Mexico’s Supreme Court has unanimously ruled that penalizing abortion is unconstitutional, in a decision expected to set precedent for the legal status of abortion nationwide.

“Today is a historic day for the rights of all Mexican women,” said Supreme Court Chief Justice Arturo Zaldivar.

The court ruled Tuesday against a law in the state of Coahuila, which threatened women who undergo abortions with up to three years prison and a fine.

The law, according to Coahuila Penal Code Article 196, allowed prosecution of both a woman seeking an abortion and the person who “causes her to have an abortion with her consent.”

“I’m against stigmatizing those who make this decision [to undergo an abortion] which I believe is difficult to begin with, due to moral and social burdens. It shouldn’t be burdened as well by the law.

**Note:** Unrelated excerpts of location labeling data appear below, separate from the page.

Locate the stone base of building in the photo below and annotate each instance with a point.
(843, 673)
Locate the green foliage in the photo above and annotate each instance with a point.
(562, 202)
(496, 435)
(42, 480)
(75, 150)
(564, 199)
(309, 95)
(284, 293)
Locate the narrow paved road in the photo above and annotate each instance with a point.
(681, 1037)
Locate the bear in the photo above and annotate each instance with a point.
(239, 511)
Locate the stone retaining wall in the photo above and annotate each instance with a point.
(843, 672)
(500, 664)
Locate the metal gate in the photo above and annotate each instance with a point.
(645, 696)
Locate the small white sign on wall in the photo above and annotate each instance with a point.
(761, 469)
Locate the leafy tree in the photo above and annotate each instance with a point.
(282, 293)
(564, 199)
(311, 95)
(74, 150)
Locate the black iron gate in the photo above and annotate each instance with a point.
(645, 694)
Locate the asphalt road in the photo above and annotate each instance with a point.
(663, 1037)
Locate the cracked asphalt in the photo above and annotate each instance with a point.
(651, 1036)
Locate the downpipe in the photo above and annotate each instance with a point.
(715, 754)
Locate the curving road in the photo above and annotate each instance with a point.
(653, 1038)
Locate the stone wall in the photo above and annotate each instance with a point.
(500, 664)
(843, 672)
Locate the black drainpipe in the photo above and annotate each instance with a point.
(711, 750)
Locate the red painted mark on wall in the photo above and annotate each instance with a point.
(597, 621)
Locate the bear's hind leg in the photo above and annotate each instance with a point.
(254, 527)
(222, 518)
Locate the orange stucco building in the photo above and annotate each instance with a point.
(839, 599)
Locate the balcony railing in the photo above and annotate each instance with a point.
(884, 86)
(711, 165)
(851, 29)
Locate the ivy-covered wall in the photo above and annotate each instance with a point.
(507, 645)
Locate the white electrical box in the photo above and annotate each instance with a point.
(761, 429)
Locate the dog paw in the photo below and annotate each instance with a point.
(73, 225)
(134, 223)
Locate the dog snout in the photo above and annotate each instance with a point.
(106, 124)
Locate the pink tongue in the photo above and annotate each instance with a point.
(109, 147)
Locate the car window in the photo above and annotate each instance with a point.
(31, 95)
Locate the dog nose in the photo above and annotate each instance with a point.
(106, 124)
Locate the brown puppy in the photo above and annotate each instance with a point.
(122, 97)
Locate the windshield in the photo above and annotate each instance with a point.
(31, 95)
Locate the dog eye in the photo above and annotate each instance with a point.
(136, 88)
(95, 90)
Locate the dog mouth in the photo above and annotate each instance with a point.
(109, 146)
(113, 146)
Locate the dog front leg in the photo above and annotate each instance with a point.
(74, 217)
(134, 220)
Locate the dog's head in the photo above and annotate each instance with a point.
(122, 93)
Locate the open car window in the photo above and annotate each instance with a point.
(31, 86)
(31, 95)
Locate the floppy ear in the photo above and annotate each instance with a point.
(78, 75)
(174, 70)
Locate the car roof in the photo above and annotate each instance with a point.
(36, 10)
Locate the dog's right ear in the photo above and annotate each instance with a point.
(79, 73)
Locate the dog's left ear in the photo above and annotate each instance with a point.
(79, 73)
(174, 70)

Nobody gets voluntarily pregnant thinking about getting an abortion later,” said Supreme Court Justice Ana Margarita Ríos Farjat, one of only three women among the court’s 11 justices.

The top court’s decision against such penalization is “a historic step,” Justice Luis Maria Aguilar said.

“Never again will a woman or a person with the capacity to carry a child be criminally prosecuted,” he added. “Today the threat of imprisonment and stigma that weigh on people who freely decide to terminate their pregnancy are banished.”

Elsewhere in Latin America, Argentina’s Senate approved a bill to legalize abortion in December 2020. The Senate voted 38-29 to give millions of women access to legal terminations under the law supported by President Alberto Fernández.

The vote comes as US states just north of the border move to restrict abortion access, most notably in Texas.